Methods Inf Med 2014; 53(03): 167-172
DOI: 10.3414/ME13-02-0010
Focus Theme – Original Articles
Schattauer GmbH

Communication Architecture for AAL

Supporting Patient Care by Health Care Providers in AAL-enhanced Living Quarters
T. Nitzsche
1   University of Applied Sciences, Zwickau, Germany
,
S. Thiele
1   University of Applied Sciences, Zwickau, Germany
,
A. Häber
1   University of Applied Sciences, Zwickau, Germany
,
A. Winter
2   University Leipzig, Institute of Medical Informatics, Statistics and Epidemiology (IMISE), Leipzig, Germany
› Author Affiliations
Further Information

Publication History

received: 07 May 2013

accepted: 01 March 2014

Publication Date:
20 January 2018 (online)

Summary

Introduction: This article is part of the Focus Theme of Methods of Information in Medicine on “Using Data from Ambient Assisted Living and Smart Homes in Electronic Health Records”.

Background: Concepts of Ambient Assisted Living (AAL) support a long-term health monitoring and further medical and other services for multi-morbid patients with chronic diseases. In Germany many AAL and telemedical applications exist. Synergy effects by common agreements for essential application components and standards are not achieved.
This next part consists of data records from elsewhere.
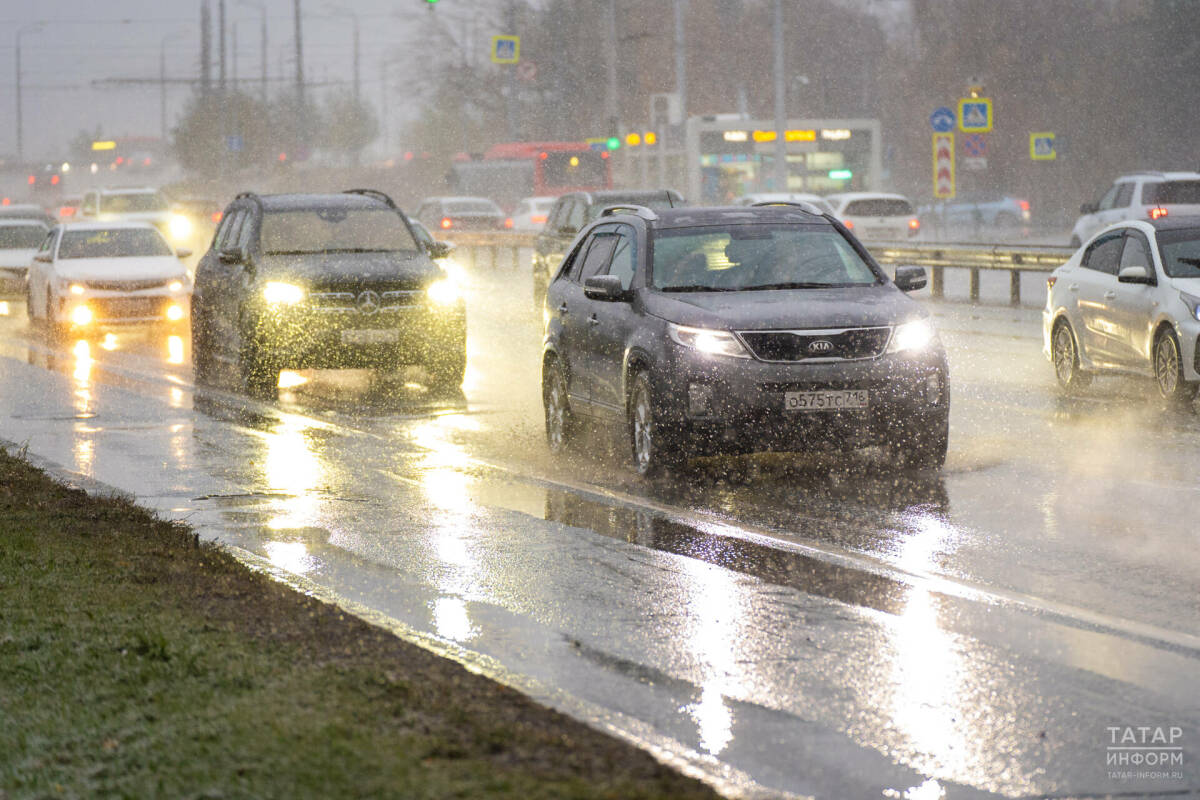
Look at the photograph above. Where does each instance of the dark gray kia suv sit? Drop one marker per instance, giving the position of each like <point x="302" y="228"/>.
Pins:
<point x="712" y="330"/>
<point x="323" y="281"/>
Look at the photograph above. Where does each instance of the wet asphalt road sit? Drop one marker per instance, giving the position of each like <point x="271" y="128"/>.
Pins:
<point x="804" y="625"/>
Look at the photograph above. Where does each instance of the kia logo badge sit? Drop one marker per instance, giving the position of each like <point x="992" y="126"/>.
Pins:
<point x="369" y="302"/>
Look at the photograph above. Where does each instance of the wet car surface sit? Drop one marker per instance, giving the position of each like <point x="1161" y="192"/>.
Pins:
<point x="784" y="624"/>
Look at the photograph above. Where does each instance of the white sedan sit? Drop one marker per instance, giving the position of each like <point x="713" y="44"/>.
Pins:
<point x="87" y="276"/>
<point x="19" y="240"/>
<point x="1128" y="301"/>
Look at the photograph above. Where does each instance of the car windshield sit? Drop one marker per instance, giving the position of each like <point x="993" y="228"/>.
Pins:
<point x="21" y="236"/>
<point x="322" y="230"/>
<point x="113" y="242"/>
<point x="132" y="203"/>
<point x="1175" y="192"/>
<point x="756" y="257"/>
<point x="1181" y="252"/>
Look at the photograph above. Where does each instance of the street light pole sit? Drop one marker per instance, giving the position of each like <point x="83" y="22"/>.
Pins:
<point x="780" y="103"/>
<point x="21" y="126"/>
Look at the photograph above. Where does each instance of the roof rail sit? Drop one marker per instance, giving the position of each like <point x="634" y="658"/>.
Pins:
<point x="807" y="208"/>
<point x="373" y="193"/>
<point x="636" y="210"/>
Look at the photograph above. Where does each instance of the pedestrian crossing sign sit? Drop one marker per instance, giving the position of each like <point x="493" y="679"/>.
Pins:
<point x="1042" y="146"/>
<point x="975" y="114"/>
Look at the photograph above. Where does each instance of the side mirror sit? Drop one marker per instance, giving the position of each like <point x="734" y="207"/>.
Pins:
<point x="439" y="248"/>
<point x="232" y="256"/>
<point x="910" y="278"/>
<point x="605" y="287"/>
<point x="1134" y="275"/>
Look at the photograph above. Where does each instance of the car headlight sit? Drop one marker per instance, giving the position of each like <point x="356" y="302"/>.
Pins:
<point x="1193" y="304"/>
<point x="910" y="337"/>
<point x="179" y="227"/>
<point x="279" y="293"/>
<point x="707" y="341"/>
<point x="443" y="293"/>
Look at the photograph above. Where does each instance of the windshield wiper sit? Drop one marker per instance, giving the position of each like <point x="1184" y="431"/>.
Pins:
<point x="796" y="284"/>
<point x="695" y="287"/>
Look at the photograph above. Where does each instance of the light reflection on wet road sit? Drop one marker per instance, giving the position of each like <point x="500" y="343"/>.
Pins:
<point x="826" y="627"/>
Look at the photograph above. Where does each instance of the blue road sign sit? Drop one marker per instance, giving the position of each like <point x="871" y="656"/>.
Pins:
<point x="942" y="120"/>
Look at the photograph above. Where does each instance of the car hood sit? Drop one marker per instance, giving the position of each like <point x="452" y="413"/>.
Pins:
<point x="120" y="269"/>
<point x="17" y="257"/>
<point x="336" y="268"/>
<point x="783" y="310"/>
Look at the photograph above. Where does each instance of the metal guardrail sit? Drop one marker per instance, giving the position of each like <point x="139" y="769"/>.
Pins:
<point x="939" y="257"/>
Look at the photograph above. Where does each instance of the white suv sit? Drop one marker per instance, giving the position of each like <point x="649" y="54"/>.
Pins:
<point x="1139" y="196"/>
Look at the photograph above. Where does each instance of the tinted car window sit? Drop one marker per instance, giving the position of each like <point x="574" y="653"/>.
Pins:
<point x="1104" y="256"/>
<point x="879" y="208"/>
<point x="318" y="230"/>
<point x="1137" y="253"/>
<point x="1171" y="192"/>
<point x="623" y="263"/>
<point x="113" y="242"/>
<point x="599" y="252"/>
<point x="756" y="257"/>
<point x="1181" y="252"/>
<point x="21" y="236"/>
<point x="1125" y="194"/>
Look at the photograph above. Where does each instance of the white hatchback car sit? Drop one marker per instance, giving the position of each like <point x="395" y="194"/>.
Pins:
<point x="87" y="276"/>
<point x="1139" y="196"/>
<point x="1128" y="301"/>
<point x="876" y="215"/>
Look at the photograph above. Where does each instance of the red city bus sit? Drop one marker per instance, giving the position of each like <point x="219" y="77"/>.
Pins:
<point x="513" y="170"/>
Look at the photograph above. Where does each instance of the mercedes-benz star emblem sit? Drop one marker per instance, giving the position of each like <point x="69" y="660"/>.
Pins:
<point x="369" y="302"/>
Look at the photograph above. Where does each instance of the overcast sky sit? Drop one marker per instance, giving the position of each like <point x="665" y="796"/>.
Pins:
<point x="82" y="41"/>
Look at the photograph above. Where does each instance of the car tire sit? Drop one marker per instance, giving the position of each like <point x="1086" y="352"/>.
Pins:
<point x="259" y="377"/>
<point x="1065" y="356"/>
<point x="1169" y="371"/>
<point x="561" y="423"/>
<point x="651" y="446"/>
<point x="447" y="371"/>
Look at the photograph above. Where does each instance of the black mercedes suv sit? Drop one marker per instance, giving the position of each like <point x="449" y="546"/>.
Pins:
<point x="711" y="330"/>
<point x="323" y="281"/>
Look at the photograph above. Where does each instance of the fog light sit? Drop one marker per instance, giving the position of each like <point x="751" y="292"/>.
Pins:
<point x="81" y="316"/>
<point x="700" y="400"/>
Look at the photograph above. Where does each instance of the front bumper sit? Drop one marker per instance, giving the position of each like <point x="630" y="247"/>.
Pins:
<point x="300" y="338"/>
<point x="745" y="401"/>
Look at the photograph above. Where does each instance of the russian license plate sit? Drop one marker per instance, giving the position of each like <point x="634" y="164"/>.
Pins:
<point x="370" y="337"/>
<point x="826" y="401"/>
<point x="131" y="306"/>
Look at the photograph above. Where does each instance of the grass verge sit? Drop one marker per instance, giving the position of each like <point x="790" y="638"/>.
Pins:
<point x="136" y="661"/>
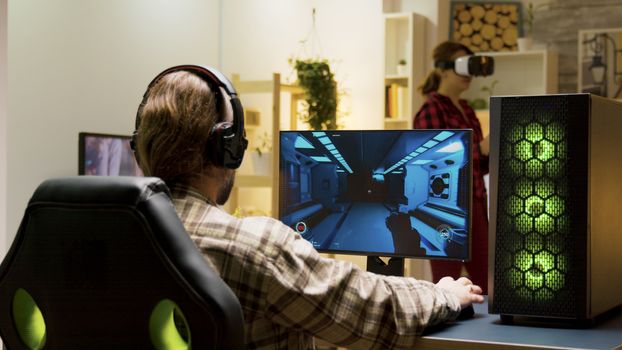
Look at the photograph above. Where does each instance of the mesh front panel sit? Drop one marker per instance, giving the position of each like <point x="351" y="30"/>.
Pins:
<point x="541" y="207"/>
Objectives: It is necessary to define a communication architecture which is based on common definitions of communication scenarios, application components and communication standards.

Methods: The development of a communication architecture requires different steps. To gain a reference model for the problem area different AAL and telemedicine projects were compared and relevant data elements were generalized. The derived reference model defines standardized communication links.

Results: As a result the authors present an approach towards a reference architecture for AAL-communication. The focus of the architecture lays on the communication layer. The necessary application components are identified and a communication based on standards and their extensions is highlighted.

Conclusion: The exchange of patient in -dividual events supported by an event classification model, raw and aggregated data from the personal home area over a tele-medicine center to health care providers is possible.